The government is falling short in ensuring airline pilots keep up their flying skills and get full training on how to monitor sophisticated automated control systems in cockpits, according to the Transportation Department's internal watchdog.
Most airline flying today is done through automated systems that pilots closely monitor. Pilots typically use manual flying skills only briefly during takeoffs and landings. Studies and accident investigations have raised concern that pilots' manual flying skills are becoming rusty and that pilots have a hard time staying focused on instrument screens for long periods.
But the Federal Aviation Administration isn't making sure that airline training programs adequately address the ability of pilots to monitor the flight path, automated systems and actions of other crew members, the Transportation Department's Office of Inspector General found. Only five of 19 airline flight simulator training plans reviewed by investigators specifically mentioned pilot monitoring.
The FAA also isn't well positioned to determine how often airline pilots get a chance to manually fly planes and hasn't ensured that airline training programs adequately focus on manual flying, according to the report, obtained by The Associated Press. It has not been released publicly.

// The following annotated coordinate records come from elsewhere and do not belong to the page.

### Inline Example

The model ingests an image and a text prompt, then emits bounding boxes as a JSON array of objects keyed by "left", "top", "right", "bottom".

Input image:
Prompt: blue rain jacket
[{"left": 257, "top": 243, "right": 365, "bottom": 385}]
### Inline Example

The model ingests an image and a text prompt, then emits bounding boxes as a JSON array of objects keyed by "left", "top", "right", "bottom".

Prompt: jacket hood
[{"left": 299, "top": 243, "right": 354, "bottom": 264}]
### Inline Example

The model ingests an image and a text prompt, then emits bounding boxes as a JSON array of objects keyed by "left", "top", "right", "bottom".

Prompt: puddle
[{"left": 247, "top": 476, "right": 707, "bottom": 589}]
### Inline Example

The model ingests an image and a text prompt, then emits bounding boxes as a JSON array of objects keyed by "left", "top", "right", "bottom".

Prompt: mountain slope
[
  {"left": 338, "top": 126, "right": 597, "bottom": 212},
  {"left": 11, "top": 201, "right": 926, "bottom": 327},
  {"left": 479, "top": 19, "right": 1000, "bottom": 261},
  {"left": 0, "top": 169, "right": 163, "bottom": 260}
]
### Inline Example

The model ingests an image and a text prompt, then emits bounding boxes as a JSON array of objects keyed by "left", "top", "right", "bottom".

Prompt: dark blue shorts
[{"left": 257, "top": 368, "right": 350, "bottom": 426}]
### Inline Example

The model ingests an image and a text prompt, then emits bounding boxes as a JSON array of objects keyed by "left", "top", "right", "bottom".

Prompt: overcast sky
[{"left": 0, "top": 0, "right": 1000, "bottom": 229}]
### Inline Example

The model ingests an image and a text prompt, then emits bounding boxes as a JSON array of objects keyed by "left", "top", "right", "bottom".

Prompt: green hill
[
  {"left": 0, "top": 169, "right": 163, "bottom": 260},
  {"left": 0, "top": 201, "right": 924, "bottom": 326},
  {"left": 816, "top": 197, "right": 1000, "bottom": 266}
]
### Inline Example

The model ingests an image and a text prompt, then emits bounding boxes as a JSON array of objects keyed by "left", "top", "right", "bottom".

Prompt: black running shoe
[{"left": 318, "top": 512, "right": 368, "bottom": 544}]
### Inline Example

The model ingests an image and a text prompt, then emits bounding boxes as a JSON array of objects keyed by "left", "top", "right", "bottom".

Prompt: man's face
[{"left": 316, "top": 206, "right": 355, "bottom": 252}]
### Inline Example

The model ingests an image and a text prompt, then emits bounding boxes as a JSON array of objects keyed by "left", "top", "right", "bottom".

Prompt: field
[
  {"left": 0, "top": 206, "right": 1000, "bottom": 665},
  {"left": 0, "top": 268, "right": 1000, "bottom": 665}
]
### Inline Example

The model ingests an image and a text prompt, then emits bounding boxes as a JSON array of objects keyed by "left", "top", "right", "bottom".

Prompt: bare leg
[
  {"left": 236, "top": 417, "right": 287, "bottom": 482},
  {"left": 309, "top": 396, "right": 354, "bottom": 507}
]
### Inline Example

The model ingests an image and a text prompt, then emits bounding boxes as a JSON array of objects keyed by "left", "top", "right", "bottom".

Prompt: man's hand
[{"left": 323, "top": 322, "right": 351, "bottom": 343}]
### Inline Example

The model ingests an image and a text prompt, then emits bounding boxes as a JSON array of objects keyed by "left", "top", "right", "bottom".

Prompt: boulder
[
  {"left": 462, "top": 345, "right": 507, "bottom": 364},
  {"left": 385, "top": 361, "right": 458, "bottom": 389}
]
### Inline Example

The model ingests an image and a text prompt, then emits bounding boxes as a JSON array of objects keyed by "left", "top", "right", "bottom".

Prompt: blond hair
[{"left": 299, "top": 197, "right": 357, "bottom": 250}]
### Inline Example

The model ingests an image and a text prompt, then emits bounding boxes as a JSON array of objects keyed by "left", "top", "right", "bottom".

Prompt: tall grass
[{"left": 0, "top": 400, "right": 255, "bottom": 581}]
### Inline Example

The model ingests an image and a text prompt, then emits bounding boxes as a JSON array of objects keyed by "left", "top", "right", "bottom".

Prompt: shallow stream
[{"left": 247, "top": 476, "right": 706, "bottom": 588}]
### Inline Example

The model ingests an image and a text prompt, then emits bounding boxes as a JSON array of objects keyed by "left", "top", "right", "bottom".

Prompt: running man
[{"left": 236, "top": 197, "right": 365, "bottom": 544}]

In January 2013, the agency issued a safety alert to airlines encouraging them to promote opportunities for pilots to practice manual flying in day-to-day operations and during pilot training. Buy the FAA hasn't followed up to determine whether airlines are following the recommendation, the report said.
The FAA published new rules in 2013 requiring airlines to update their training programs to enhance pilot monitoring and manual flying skills, but the agency is still working on guidance to airlines on how to do that, the report said. Airlines aren't required to comply with the rules until 2019, the report said.
"Because FAA hasn't determined how carriers should implement the new requirements or evaluated whether pilots manual flying time has increased, the agency is missing important opportunities to ensure that pilots maintain skills needed to safely fly and recover in the event of a failure with flight deck automation or an unexpected event," the report said.
The rules on enhancing training were prompted in part by the 2009 crash of a regional airliner while approaching Buffalo, New York. The crash killed all 49 people on board and a man on the ground.
An investigation by the National Transportation Safety Board revealed that the pilots weren't closely monitoring the plane's airspeed, which began to decrease to dangerously slow levels. Thus the captain was startled when a safety system called a "stick shaker" automatically went on, violently rattling the control yoke. Instead of pointing the plane downward to pick up speed, the captain pulled back on the yoke to increase altitude. That slowed the plane even more, leading to an aerodynamic stall. The plane fell from the sky and landed on a house.
The board concluded that the monitoring errors by the flight crew demonstrated the need for more specific training on active monitoring skills.
The U.S. and other countries are transitioning to satellite-based air traffic systems and reducing their reliance on radar. Among the advantages of satellite-based navigation is that pilots can fly planes closer together. That allows more takeoffs and landings, and reduces congestion to meet growing demands for air travel. But the precision of automation is necessary in order for planes to safely fly closer together.
As automation increases, pilots have fewer opportunities to use manual flying skills. Industry studies and committees have found that pilots who don't get to use their manual flying skills may not be prepared to handle unexpected events. Two of the nine airlines visited by investigators actively discouraged pilots from manual flying under normal conditions.
"The opportunities air carrier pilots have during live operations to main proficiency in manual flight are limited and likely to diminish," the report said. "While the FAA has taken steps to emphasize the importance of pilots' manual flying and monitoring skills, the agency can and should do more to ensure that carriers are sufficiently training their pilots on these skills."
Clay Foushee, the FAA's director of audits and evaluations, said in comments submitted to the inspector general that the FAA is concerned about "an overreliance on automation and the importance of training pilots to handle unexpected events and manually fly an aircraft."
He said the FAA agrees with a recommendation about developing standards to determine whether pilots have enough opportunities to practice manual flying skills.
The FAA hopes to provide guidance to airlines on pilot monitoring by Jan. 31, 2017, he said.